Настоящее издание полного текста записок Нижинского является первым в России. По мере возможности были сохранены авторская орфография и пунктуация. Некоторые имена собственные и слова иностранного происхождения приведены в соответствие с привычным русским написанием: Шекспир вместо Шэкспир, индустрия вместо индюстрия, другие оставлены как есть: Ллойд-Жордж.

Остается надеяться, что этот интереснейший документ найдет у нас многочисленных читателей и встретит то понимание, о котором Нижинский мечтал. Тем более, что русскому читателю не понадобится переводчик, ведь все тетради Нижинского написаны по-русски (за исключением писем, некоторые из которых писались по-польски или по-французски). «Я русский человек, — писал Нижинский. — Я знаю, что русский тот, кто любит Россию. Я люблю Россию».

А любит ли Нижинского Россия? Пока что не нашлось в Москве и Петербурге ни одной улицы (а в Париже — нашлось!), которая носила бы его имя. Не нашлось ни одного корабля у отечественного пароходства, на борту которого золотыми буквами засветилось бы оно — мне неизвестно, продолжают ли свое плавание все эти «Феликсы Дзержинские» и «Советские России», но если они будут переименованы, о Нижинском вряд ли вспомнят…

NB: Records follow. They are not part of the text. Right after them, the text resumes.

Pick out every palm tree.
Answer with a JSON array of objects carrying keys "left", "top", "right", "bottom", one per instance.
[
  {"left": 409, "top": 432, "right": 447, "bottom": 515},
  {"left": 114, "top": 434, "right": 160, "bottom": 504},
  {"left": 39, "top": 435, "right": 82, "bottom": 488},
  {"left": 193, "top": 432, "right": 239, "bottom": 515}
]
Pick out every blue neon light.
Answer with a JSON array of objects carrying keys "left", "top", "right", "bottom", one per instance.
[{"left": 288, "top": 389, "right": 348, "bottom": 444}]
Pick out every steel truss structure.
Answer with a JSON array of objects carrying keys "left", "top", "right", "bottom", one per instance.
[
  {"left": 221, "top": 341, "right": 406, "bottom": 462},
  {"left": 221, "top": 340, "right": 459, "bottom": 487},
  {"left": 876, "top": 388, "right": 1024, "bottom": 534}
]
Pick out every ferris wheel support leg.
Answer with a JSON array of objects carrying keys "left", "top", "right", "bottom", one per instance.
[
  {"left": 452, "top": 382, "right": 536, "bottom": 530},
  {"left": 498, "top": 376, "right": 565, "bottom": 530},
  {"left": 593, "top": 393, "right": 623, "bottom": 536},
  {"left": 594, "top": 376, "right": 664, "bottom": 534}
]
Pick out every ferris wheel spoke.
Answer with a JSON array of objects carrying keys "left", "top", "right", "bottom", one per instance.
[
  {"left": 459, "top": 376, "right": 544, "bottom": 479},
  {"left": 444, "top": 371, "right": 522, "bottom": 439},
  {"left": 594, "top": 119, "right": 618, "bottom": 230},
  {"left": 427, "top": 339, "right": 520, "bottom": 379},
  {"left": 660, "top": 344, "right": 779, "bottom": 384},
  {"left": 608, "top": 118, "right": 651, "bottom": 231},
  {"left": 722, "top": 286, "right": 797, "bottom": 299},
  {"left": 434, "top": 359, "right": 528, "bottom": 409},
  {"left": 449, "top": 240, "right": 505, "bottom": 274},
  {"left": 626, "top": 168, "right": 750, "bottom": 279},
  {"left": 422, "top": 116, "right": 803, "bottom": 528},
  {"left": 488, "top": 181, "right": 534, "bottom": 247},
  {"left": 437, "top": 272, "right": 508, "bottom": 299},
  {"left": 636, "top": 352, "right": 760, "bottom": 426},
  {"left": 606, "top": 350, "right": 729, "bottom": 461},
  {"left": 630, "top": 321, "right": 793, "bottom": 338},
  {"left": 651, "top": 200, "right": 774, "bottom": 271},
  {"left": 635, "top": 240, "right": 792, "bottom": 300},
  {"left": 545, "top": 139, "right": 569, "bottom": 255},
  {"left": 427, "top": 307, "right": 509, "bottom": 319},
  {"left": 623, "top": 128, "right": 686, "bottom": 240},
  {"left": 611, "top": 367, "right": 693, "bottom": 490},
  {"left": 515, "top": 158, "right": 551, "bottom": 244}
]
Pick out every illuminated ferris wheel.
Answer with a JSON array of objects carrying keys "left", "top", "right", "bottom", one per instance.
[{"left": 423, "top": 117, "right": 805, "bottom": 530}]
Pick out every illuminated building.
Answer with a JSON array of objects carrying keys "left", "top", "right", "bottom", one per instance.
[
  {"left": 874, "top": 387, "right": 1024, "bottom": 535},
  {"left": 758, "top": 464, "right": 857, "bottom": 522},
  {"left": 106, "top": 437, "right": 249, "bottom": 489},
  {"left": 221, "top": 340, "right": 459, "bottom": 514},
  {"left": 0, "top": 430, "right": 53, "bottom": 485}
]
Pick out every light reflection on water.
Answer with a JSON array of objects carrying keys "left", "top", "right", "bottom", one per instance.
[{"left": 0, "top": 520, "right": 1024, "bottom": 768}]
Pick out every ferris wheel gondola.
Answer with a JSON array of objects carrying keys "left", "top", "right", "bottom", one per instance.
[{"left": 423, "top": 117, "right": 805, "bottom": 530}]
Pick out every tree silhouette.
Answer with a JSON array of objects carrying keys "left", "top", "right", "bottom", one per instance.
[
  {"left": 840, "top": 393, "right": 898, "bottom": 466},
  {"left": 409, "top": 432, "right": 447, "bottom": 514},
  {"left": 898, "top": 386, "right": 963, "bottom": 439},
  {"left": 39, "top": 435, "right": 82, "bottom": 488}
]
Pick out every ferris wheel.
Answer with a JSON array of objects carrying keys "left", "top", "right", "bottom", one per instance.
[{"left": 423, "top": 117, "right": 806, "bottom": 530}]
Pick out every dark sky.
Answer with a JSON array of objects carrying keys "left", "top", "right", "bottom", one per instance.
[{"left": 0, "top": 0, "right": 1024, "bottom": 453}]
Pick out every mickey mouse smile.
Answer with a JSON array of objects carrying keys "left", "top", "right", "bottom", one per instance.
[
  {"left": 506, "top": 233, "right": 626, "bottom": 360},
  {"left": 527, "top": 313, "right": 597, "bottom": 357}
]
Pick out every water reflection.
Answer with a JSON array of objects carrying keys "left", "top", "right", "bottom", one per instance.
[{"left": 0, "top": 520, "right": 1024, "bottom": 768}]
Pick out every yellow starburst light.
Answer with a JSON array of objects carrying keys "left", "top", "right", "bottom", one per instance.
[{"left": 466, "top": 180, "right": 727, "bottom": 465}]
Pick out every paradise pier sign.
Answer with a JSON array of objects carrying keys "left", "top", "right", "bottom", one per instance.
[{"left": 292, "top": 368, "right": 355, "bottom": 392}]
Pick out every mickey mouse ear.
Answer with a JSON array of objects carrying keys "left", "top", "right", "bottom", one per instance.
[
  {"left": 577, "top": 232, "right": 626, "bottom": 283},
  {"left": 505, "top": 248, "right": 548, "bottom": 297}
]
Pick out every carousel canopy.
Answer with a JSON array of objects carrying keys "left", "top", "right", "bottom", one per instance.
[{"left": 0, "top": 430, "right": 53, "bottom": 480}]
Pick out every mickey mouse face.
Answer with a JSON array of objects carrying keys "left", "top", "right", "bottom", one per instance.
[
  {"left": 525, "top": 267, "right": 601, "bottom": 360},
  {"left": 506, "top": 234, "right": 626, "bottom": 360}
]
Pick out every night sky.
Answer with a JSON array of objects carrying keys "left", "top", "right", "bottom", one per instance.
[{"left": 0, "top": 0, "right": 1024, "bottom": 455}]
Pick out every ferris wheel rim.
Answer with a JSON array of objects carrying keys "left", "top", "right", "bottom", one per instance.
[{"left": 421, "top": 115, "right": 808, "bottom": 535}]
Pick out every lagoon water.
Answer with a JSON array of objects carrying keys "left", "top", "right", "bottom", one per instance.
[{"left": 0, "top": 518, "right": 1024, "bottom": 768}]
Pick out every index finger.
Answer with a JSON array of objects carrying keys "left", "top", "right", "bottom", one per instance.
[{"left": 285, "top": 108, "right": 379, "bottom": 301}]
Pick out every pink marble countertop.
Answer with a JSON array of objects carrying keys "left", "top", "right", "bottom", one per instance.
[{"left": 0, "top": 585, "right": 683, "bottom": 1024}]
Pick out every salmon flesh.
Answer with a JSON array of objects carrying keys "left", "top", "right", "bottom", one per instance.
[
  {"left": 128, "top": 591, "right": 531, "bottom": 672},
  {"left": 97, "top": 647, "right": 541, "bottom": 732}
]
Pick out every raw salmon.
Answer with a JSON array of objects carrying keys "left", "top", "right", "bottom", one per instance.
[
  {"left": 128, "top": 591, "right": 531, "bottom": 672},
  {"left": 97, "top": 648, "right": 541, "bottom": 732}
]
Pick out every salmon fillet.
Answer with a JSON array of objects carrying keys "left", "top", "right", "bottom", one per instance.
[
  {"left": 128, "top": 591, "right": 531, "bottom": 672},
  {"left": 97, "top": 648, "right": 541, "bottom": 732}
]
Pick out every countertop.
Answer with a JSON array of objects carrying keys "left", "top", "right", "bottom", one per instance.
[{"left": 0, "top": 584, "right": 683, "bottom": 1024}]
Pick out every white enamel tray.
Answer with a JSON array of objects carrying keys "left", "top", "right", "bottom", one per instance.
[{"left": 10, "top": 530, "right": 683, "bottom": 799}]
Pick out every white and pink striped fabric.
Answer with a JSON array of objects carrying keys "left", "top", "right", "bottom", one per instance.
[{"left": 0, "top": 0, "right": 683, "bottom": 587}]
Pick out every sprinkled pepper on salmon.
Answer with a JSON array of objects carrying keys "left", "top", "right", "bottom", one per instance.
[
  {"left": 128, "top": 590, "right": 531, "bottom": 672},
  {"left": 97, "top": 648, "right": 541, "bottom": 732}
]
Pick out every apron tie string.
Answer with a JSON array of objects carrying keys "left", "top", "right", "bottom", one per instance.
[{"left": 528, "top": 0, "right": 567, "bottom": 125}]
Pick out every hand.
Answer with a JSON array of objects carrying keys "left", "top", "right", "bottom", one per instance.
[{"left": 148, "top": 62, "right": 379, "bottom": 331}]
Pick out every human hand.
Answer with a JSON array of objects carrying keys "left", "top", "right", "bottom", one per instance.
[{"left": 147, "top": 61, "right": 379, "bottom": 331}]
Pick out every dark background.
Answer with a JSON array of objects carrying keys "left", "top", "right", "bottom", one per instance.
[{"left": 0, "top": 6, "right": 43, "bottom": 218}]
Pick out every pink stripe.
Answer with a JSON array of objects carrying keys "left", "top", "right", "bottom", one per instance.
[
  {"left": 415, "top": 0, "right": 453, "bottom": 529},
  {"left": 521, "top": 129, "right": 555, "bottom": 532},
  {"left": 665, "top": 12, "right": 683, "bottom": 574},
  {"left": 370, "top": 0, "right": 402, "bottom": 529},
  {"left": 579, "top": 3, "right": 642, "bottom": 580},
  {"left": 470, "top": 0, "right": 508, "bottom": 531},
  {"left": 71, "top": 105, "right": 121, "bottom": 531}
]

Зато Польша активно заявляет свои права на Нижинского: там к его столетию была выпущена памятная медаль с надписью: «Нижинский — великий польский артист», и на презентации этой медали в Париже директор Варшавской Оперы сказал, что Нижинский жил и работал в Петербурге, потому что Польша тогда была в рабстве у России. Конечно, подобные мероприятия не имеют никакого отношения ни к польской, ни к русской культуре, ни к нашему общему великому культурному наследию и уж нисколько не могут повредить дружбе нескольких творческих поколений, в частности— русских поэтов, сознательно учивших польский язык и способствовавших распространению у нас в стране польской культуры, и польских писателей и артистов, отвечавших тем же и с удовольствием гастролировавших и издававшихся в нашей стране. Хочется надеяться, что в обеих странах имя Нижинского будет не поводом к раздорам или банкетам, а спокойно и достойно займет свое место в истории культуры, не только имя, но и творчество его станет широко известно и будет не тенденциозно, а серьезно и бережно изучаться. Этому служит и данная публикация записок Нижинского, такое своего рода духовное завещание.